## Specifying Inputs to the rma() Function

Unfortunately, I have seen a number of cases where users of the *metafor* package have misspecified the inputs to the `rma()`

function, which will then lead to incorrect results. To explain the problem in more detail, let's examine the arguments of the function (note: only the first three arguments are shown below):

args(rma)

function (yi, vi, sei, ...)

So we see that the first argument is called `yi`

and, as the documentation explains (see `help(rma)`

or go here), this argument is for specifying the **observed effect sizes or outcomes**. The second argument is called `vi`

and it is for specifying the corresponding **sampling variances** of the observed effect sizes or outcomes.
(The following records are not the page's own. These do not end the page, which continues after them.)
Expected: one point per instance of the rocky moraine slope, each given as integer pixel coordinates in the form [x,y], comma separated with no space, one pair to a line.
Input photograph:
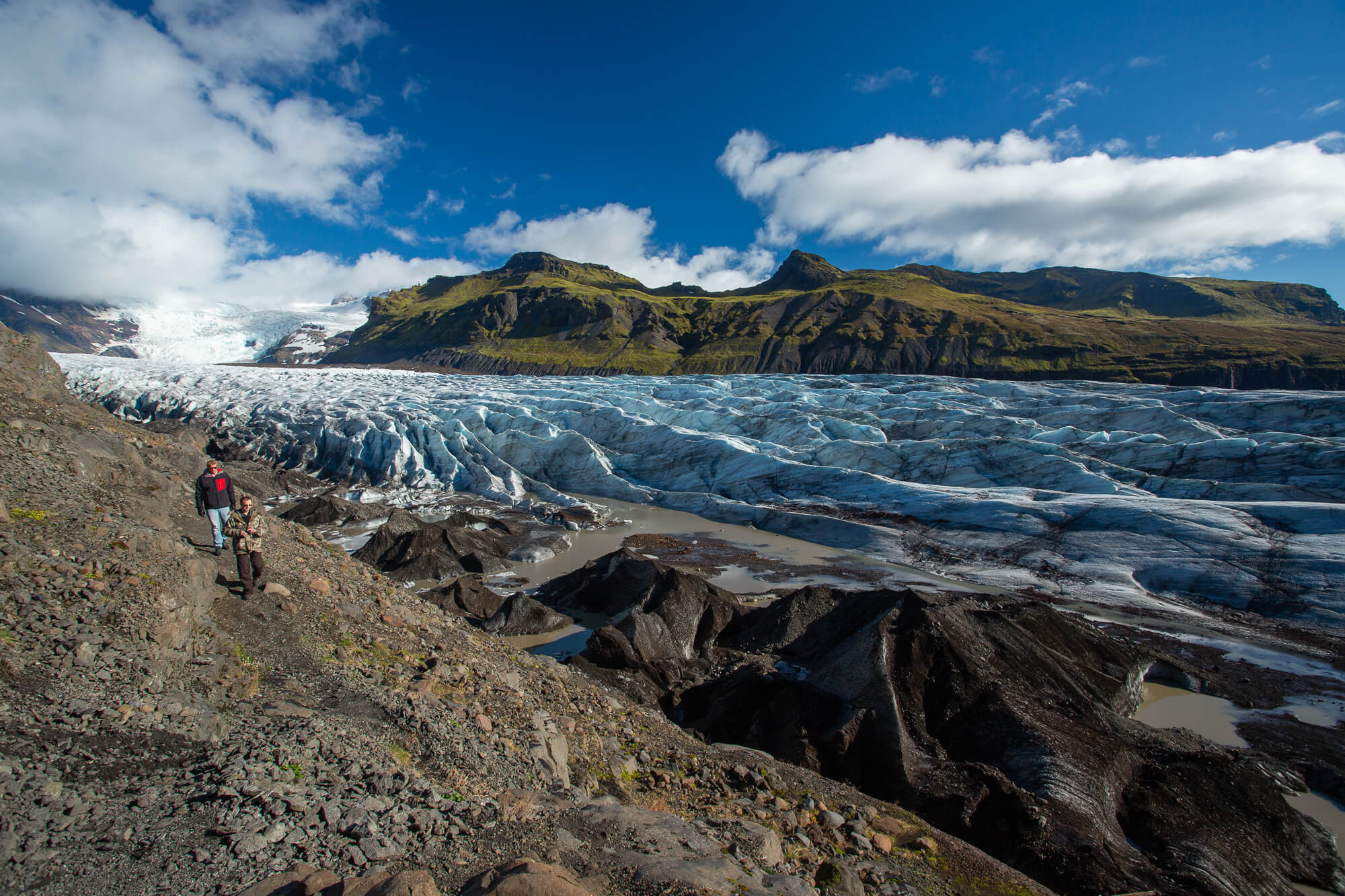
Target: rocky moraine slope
[345,735]
[341,733]
[544,315]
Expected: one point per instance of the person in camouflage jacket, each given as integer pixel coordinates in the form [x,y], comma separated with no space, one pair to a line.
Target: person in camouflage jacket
[247,525]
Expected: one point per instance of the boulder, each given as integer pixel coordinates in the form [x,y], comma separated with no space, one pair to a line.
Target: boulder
[525,876]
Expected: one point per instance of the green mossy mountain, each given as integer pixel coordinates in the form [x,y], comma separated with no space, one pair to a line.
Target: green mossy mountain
[545,315]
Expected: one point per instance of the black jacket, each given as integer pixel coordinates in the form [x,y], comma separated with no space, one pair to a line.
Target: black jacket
[215,491]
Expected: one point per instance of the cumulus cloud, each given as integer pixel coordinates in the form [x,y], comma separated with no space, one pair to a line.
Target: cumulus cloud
[884,80]
[1325,110]
[412,89]
[135,155]
[622,239]
[434,202]
[1019,202]
[1063,99]
[241,38]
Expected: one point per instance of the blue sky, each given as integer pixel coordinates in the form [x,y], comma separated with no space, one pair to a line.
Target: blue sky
[280,154]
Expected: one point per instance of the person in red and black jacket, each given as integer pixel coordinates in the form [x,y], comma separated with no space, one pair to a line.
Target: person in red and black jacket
[215,499]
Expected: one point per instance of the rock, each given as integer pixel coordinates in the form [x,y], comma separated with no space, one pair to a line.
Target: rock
[666,619]
[466,596]
[935,700]
[287,710]
[759,841]
[416,881]
[248,845]
[837,879]
[322,510]
[416,549]
[521,615]
[319,881]
[289,883]
[525,876]
[831,819]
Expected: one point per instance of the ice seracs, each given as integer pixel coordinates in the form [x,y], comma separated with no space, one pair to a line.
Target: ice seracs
[1112,491]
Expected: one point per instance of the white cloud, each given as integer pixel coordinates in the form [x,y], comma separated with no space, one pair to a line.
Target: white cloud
[1063,99]
[134,158]
[414,88]
[1070,136]
[884,80]
[1019,202]
[435,202]
[1325,110]
[243,38]
[353,76]
[622,239]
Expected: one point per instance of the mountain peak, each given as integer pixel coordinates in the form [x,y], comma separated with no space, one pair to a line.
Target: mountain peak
[535,263]
[802,271]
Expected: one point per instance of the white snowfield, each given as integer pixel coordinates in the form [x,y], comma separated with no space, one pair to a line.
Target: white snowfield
[227,334]
[1104,493]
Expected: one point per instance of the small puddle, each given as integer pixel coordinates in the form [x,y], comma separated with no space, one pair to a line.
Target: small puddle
[1211,717]
[1323,712]
[1327,811]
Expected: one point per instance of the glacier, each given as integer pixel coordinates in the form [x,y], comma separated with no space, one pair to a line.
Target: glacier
[227,333]
[1105,493]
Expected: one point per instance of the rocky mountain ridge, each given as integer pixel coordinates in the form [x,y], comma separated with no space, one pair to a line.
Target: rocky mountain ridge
[545,315]
[340,733]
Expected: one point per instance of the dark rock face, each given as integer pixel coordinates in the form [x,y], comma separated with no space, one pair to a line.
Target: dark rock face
[521,615]
[455,546]
[666,622]
[466,596]
[322,510]
[801,271]
[1007,725]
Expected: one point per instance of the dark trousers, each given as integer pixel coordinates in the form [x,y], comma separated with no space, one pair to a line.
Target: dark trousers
[251,567]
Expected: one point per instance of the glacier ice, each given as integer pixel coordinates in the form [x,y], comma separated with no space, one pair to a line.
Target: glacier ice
[1113,493]
[227,333]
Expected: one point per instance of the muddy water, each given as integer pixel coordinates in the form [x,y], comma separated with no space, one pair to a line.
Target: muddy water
[1331,814]
[1211,717]
[658,521]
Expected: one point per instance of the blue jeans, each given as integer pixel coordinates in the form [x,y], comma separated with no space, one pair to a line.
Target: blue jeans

Say we have the following dataset with the standardized mean differences (Cohen's d values) for 6 studies (variable `dvals`

) and the corresponding sampling variances (variable `vars`

).

dat <- data.frame(dvals = c(.12, .39, .04, .52, -.16, .25), vars = c(.091, .064, .099, .072, .040, .018)) dat

dvals vars 1 0.12 0.091 2 0.39 0.064 3 0.04 0.099 4 0.52 0.072 5 -0.16 0.040 6 0.25 0.018

Then we can fit a random-effects model to these data with:

rma(dvals, vars, data=dat)

Random-Effects Model (k = 6; tau^2 estimator: REML) tau^2 (estimated amount of total heterogeneity): 0.0105 (SE = 0.0372) tau (square root of estimated tau^2 value): 0.1027 I^2 (total heterogeneity / total variability): 17.10% H^2 (total variability / sampling variability): 1.21 Test for Heterogeneity: Q(df = 5) = 5.6811, p-val = 0.3385 Model Results: estimate se zval pval ci.lb ci.ub 0.1880 0.1003 1.8735 0.0610 -0.0087 0.3846 . --- Signif. codes: 0 '***' 0.001 '**' 0.01 '*' 0.05 '.' 0.1 ' ' 1

When we write `rma(dvals, vars, data=dat)`

, we have two unnamed inputs (i.e., `dvals`

and `vars`

) and one input whose argument name is specified (i.e., `data=dat`

). Unnamed inputs are matched up to their corresponding arguments by their position (see here). Therefore, the code above is really a shortcut for writing `rma(yi=dvals, vi=vars, data=dat)`

.

At times, users may have a dataset that doesn't include the sampling variances of the effect sizes, but their **standard errors**, which are simply the square-root of the sampling variances:

dat$stderrs <- sqrt(dat$var) dat$vars <- NULL dat

dvals stderrs 1 0.12 0.3016621 2 0.39 0.2529822 3 0.04 0.3146427 4 0.52 0.2683282 5 -0.16 0.2000000 6 0.25 0.1341641

If we now try to do the same as above, where we specify `dvals`

and `stderrs`

as inputs relying on positional matching, then we get:

rma(dvals, stderrs, data=dat)

Random-Effects Model (k = 6; tau^2 estimator: REML) tau^2 (estimated amount of total heterogeneity): 0 (SE = 0.1405) tau (square root of estimated tau^2 value): 0 I^2 (total heterogeneity / total variability): 0.00% H^2 (total variability / sampling variability): 1.00 Test for Heterogeneity: Q(df = 5) = 1.2910, p-val = 0.9359 Model Results: estimate se zval pval ci.lb ci.ub 0.1903 0.1938 0.9821 0.3260 -0.1895 0.5702 --- Signif. codes: 0 '***' 0.001 '**' 0.01 '*' 0.05 '.' 0.1 ' ' 1

These results are **completely wrong**, since we have in essence used the code `rma(yi=dvals, vi=stderrs, data=dat)`

, so we told the function that variable `stderrs`

contains the sampling variances of the effect sizes, when in fact this variable provides the standard errors.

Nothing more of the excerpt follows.